Olivia flexed her wings as she paced back and forth in her apartment. I’m never getting into a car again. I’m just going to fly everywhere from now on. The ache in her neck had only partially receded over the course of the day, though her gunshot bruises from the warehouse had healed over. What else do I have to do? Ben’s question echoed in her mind, What do I do?
As was becoming her ritual, she thought, I’ve been stuck in the same apartment forever so no one accidentally sees me. I just sleep away the day and only come out at night. At least I’m not under a microscope in some lab. She sighed. That seems like a low bar, though.
With soft hiss as her aching joints protested, Olivia wandered over to the window. Outside, a faint brown haze hung over Westward City. In the waning daylight, the constant hum of cars from a major road reached her from two streets over. Down below, a handful of people walked along the street, all on the opposite side of where Olivia’s building stood, a far cry from the near ghost town the city turned into at night.
What if someone looks in the window? Ben said I should keep out of sight. She shied away, then paused. Am I just going to keep doing this? Just never leaving my room because someone might see me? I can just go up to the roof, nothing is stopping me. No one can see up there. Besides, the sun is nice and warm, I should enjoy it before it goes down.
She headed to the rooftop, stretching out her wings to catch the sun. The city had so much more color during the day. The leaves of half of the trees along the sidewalks were budding, now that winter had ended. The other half seemed dead, brittle branches blowing stiffly in the breeze.
A car with “Police” emblazoned on its side and a set of lights affixed to the roof pulled up to a dinghy computer repair store across the street. Olivia pulled back from the edge of the roof. The doors opened, and out of the squad car came two figures, one a bulky man, the other a short haired woman. Both wore rough and baggy grey camo pants and jackets, with pistols strapped to their belts. They walked with purpose to the storefront.
Minutes passed, with Olivia hunched over at the edge of the roof, torn between fear and curiosity. Why are they here? They don’t have a computer to fix, and they don’t look like normal police officers. The ones I’ve seen always wear blue. The sun hung low in the sky by the time they came out, both looking unhappy. The male officer stared at Olivia’s building, his eyes climbing higher and higher. She ducked down, holding her breath until she heard the sounds of car doors opening and closing. When she poked her head back up, she found the two talking for a few minutes. Finally, the woman started the car and drove off towards the skyscrapers to the north.
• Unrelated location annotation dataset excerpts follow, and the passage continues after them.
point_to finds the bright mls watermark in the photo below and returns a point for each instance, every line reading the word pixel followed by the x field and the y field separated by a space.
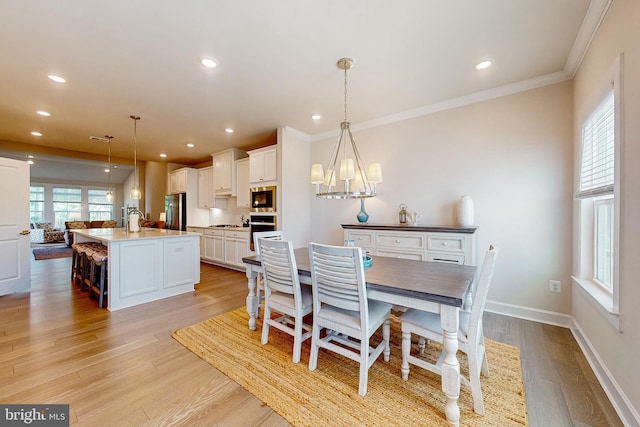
pixel 34 415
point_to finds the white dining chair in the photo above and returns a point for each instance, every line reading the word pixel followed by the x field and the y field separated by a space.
pixel 271 235
pixel 283 293
pixel 340 306
pixel 470 335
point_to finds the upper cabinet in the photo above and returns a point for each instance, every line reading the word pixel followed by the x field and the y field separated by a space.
pixel 242 183
pixel 182 180
pixel 224 171
pixel 263 165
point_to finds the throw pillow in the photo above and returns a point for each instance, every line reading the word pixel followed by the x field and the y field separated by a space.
pixel 78 225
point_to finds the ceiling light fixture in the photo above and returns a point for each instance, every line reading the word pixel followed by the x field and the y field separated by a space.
pixel 109 195
pixel 135 193
pixel 56 78
pixel 350 167
pixel 208 62
pixel 484 65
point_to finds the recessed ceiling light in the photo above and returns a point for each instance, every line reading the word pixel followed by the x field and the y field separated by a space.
pixel 56 78
pixel 483 65
pixel 208 62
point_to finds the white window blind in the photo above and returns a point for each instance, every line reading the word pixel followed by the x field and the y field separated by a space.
pixel 598 148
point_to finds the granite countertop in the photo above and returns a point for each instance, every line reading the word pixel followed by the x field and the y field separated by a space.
pixel 406 227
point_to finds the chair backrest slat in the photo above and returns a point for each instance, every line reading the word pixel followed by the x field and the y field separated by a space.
pixel 482 289
pixel 337 276
pixel 279 266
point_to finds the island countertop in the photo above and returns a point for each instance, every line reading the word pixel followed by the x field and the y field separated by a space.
pixel 118 234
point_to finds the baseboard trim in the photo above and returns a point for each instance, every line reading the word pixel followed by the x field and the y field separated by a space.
pixel 624 408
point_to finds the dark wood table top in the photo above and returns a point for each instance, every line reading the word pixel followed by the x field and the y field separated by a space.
pixel 439 282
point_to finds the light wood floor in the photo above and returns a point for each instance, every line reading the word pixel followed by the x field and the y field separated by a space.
pixel 124 369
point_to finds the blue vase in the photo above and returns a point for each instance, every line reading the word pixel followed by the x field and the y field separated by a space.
pixel 362 216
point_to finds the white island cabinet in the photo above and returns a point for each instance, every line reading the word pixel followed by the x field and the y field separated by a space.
pixel 146 266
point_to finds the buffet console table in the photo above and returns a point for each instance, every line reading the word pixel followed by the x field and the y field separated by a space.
pixel 148 265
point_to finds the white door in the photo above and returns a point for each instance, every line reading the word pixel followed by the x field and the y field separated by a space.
pixel 15 261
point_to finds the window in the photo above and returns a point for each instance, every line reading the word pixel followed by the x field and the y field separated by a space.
pixel 36 203
pixel 100 208
pixel 597 168
pixel 597 196
pixel 67 203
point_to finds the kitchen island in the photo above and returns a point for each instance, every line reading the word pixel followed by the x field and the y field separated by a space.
pixel 147 265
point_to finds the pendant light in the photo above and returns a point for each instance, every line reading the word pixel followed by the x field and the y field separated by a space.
pixel 109 195
pixel 351 167
pixel 135 193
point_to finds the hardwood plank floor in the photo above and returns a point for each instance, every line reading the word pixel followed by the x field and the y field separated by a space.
pixel 124 369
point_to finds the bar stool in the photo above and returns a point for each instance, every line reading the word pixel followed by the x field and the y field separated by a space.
pixel 99 276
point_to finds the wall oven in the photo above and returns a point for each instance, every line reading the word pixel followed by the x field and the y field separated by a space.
pixel 263 199
pixel 260 223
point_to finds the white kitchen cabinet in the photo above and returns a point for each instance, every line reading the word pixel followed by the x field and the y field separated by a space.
pixel 224 171
pixel 236 246
pixel 242 183
pixel 263 165
pixel 441 244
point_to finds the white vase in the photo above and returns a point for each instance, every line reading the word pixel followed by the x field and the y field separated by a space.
pixel 465 211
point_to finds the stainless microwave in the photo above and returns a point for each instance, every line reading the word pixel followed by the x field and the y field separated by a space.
pixel 263 199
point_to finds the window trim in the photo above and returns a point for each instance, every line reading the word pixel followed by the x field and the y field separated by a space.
pixel 608 303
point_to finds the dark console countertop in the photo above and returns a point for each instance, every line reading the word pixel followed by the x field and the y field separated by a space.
pixel 404 227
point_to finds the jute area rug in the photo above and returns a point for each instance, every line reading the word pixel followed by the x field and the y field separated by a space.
pixel 51 252
pixel 329 395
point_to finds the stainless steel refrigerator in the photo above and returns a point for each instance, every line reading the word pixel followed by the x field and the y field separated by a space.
pixel 175 206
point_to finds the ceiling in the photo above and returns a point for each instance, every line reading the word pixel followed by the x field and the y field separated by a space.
pixel 276 66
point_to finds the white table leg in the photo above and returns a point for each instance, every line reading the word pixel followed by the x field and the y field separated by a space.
pixel 450 365
pixel 252 298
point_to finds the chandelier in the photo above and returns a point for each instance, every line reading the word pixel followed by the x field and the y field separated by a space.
pixel 357 183
pixel 135 193
pixel 109 195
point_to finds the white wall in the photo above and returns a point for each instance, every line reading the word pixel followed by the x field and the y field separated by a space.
pixel 618 352
pixel 512 155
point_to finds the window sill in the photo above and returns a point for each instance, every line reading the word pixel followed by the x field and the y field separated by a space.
pixel 601 299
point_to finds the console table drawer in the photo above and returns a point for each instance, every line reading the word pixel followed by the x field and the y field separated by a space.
pixel 361 239
pixel 417 256
pixel 401 240
pixel 446 243
pixel 445 257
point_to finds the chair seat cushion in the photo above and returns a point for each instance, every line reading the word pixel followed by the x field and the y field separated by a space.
pixel 431 322
pixel 339 317
pixel 280 301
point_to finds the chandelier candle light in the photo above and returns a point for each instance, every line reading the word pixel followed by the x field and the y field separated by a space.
pixel 351 168
pixel 135 192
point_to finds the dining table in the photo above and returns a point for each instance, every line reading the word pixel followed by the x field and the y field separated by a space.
pixel 437 287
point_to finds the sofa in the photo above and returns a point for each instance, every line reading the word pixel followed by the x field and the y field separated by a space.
pixel 43 232
pixel 83 225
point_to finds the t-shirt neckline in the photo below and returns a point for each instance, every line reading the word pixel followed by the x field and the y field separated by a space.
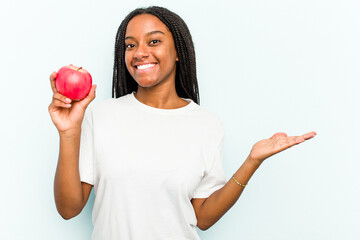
pixel 191 104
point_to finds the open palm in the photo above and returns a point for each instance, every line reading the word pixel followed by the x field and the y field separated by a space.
pixel 277 143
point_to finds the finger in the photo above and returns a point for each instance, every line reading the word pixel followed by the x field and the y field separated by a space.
pixel 61 98
pixel 58 103
pixel 280 134
pixel 52 82
pixel 309 135
pixel 86 101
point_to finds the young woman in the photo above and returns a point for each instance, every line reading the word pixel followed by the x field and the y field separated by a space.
pixel 152 154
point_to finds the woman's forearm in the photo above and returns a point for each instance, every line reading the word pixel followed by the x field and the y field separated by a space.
pixel 217 204
pixel 67 185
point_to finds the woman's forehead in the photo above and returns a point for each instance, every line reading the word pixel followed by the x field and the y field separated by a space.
pixel 143 24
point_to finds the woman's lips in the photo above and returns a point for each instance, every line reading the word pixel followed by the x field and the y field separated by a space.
pixel 143 68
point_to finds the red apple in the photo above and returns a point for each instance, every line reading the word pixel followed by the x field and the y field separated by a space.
pixel 73 82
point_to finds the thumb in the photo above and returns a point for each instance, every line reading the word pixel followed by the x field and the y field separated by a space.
pixel 86 101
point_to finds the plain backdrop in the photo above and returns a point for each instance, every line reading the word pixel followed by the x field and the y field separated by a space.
pixel 263 67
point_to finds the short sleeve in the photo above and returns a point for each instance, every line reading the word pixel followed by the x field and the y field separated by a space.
pixel 214 178
pixel 86 164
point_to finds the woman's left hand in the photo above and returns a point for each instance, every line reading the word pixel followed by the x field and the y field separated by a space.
pixel 277 143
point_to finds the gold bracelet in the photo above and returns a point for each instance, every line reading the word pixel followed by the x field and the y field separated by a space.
pixel 242 185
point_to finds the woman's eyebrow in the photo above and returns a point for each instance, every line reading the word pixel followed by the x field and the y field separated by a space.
pixel 147 34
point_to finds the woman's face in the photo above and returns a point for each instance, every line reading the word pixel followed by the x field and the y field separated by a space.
pixel 150 54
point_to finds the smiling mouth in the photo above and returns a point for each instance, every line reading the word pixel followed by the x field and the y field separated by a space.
pixel 145 66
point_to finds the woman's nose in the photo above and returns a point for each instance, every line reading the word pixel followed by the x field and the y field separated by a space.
pixel 141 52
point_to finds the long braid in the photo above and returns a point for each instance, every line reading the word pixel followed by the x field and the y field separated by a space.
pixel 185 80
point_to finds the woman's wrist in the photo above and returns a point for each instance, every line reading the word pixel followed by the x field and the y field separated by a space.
pixel 252 163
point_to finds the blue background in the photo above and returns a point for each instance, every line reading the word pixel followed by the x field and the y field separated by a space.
pixel 263 67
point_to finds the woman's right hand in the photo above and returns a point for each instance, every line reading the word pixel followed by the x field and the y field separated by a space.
pixel 67 115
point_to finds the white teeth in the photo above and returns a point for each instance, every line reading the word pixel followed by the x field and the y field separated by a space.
pixel 145 66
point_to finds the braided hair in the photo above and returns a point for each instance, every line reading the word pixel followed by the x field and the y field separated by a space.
pixel 185 79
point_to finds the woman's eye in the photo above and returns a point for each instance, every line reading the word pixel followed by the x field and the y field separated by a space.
pixel 154 41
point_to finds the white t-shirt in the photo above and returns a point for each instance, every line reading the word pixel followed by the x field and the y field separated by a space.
pixel 146 164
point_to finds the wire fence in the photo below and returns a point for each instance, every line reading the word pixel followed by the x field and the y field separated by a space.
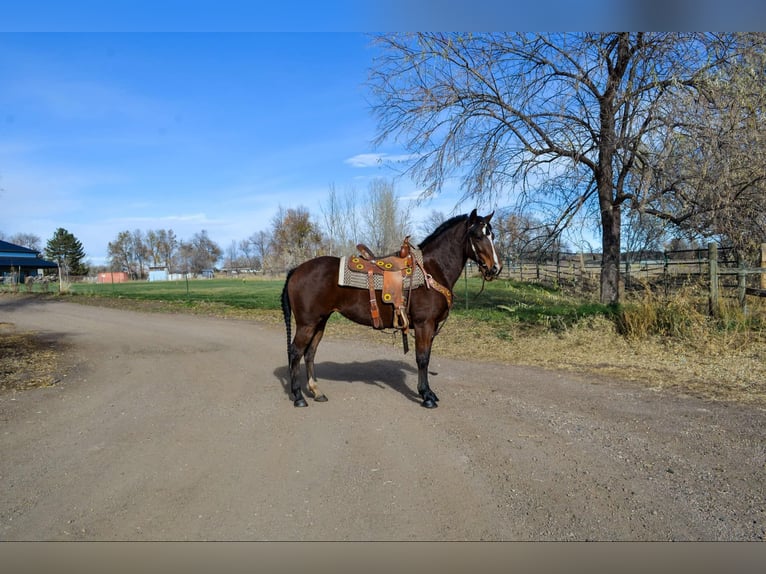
pixel 718 270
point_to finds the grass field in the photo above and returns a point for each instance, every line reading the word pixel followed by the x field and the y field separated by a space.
pixel 500 302
pixel 659 342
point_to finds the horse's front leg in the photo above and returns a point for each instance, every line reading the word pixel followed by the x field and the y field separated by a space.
pixel 424 338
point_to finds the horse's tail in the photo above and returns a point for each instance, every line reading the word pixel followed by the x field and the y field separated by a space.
pixel 287 312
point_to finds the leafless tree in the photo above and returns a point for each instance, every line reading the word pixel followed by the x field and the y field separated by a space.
pixel 558 118
pixel 340 220
pixel 295 237
pixel 707 177
pixel 386 223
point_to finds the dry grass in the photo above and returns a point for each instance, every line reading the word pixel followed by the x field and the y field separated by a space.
pixel 668 345
pixel 27 360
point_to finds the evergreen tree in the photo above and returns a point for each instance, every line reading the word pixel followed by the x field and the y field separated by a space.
pixel 67 250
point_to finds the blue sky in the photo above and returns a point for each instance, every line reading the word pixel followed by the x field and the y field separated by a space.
pixel 193 114
pixel 106 132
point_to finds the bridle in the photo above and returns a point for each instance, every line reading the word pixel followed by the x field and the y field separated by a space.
pixel 486 231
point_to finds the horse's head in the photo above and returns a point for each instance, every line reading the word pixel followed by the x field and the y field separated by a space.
pixel 482 246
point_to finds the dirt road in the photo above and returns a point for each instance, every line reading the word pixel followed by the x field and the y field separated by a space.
pixel 174 427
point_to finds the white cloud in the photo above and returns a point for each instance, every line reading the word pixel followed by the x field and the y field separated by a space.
pixel 377 159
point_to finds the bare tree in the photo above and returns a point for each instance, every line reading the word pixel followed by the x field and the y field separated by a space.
pixel 340 220
pixel 261 242
pixel 559 118
pixel 295 237
pixel 385 222
pixel 713 152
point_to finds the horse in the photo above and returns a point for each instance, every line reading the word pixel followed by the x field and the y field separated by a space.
pixel 311 293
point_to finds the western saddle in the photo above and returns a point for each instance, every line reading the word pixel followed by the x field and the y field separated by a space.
pixel 394 269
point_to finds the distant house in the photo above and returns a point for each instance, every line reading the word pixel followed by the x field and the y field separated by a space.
pixel 17 262
pixel 112 277
pixel 158 273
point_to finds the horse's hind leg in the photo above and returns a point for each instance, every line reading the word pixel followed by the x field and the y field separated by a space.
pixel 303 336
pixel 308 357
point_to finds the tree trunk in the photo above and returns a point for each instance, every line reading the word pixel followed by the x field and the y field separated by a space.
pixel 610 261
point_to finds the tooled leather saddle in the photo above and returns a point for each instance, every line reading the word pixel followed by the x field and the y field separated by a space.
pixel 395 270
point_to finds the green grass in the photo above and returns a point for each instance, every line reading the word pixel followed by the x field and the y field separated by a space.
pixel 501 302
pixel 228 292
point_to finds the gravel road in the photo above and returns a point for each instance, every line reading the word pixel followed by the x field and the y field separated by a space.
pixel 177 427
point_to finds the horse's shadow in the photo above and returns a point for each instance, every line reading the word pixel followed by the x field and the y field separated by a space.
pixel 380 372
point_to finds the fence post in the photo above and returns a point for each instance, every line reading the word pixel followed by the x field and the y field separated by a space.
pixel 712 250
pixel 741 285
pixel 763 264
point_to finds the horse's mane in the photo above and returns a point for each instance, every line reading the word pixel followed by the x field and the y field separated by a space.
pixel 442 228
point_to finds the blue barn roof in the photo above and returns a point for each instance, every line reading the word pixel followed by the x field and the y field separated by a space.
pixel 12 255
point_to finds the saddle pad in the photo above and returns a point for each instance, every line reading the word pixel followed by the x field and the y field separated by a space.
pixel 358 279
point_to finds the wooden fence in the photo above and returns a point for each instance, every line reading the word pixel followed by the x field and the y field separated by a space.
pixel 716 269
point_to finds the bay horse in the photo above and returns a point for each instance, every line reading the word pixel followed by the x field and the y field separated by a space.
pixel 311 293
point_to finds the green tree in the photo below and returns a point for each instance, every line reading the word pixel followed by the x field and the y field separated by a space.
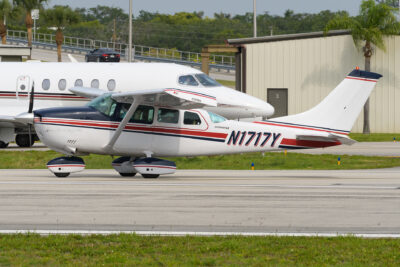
pixel 368 29
pixel 60 17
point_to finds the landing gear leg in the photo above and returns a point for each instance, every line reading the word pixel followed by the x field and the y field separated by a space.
pixel 25 140
pixel 3 144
Olivia smiled, wings slumped in relief. They’re gone! They didn’t see me! She gazed at the snow capped mountains in the distance, a handful of clouds cresting over their peaks. I could just go there. I can fly, I could just do that. Why am I just sitting here? Maybe I’ll like mountains. Wait, I’m not supposed to fly. Ben said so. But he also said I should know stuff and like stuff. And people only found us when we were driving. I won’t be in a car. I’ll fly really high. And it’s almost night time. I’ll be fine. The police didn’t see me.
She took off during a lull in the nearby foot traffic, heading west. The air grew thin and cold as she flew higher than she’d ever flown before. She passed over the sounds of construction crews working on a stretch of road covered in rubble, the clinks and engine noises still reaching her high above. A handful of geese flew in a lopsided V pattern far above her, heading south. Barely half an hour of flight passed before the city gave way to the spread out houses and lawns of a suburb, and suburb to hills covered in brown grasses and scrub brush. As she passed into the mountains, she could still see a small handful of roads and trails, winding and twisting through the mountain valleys.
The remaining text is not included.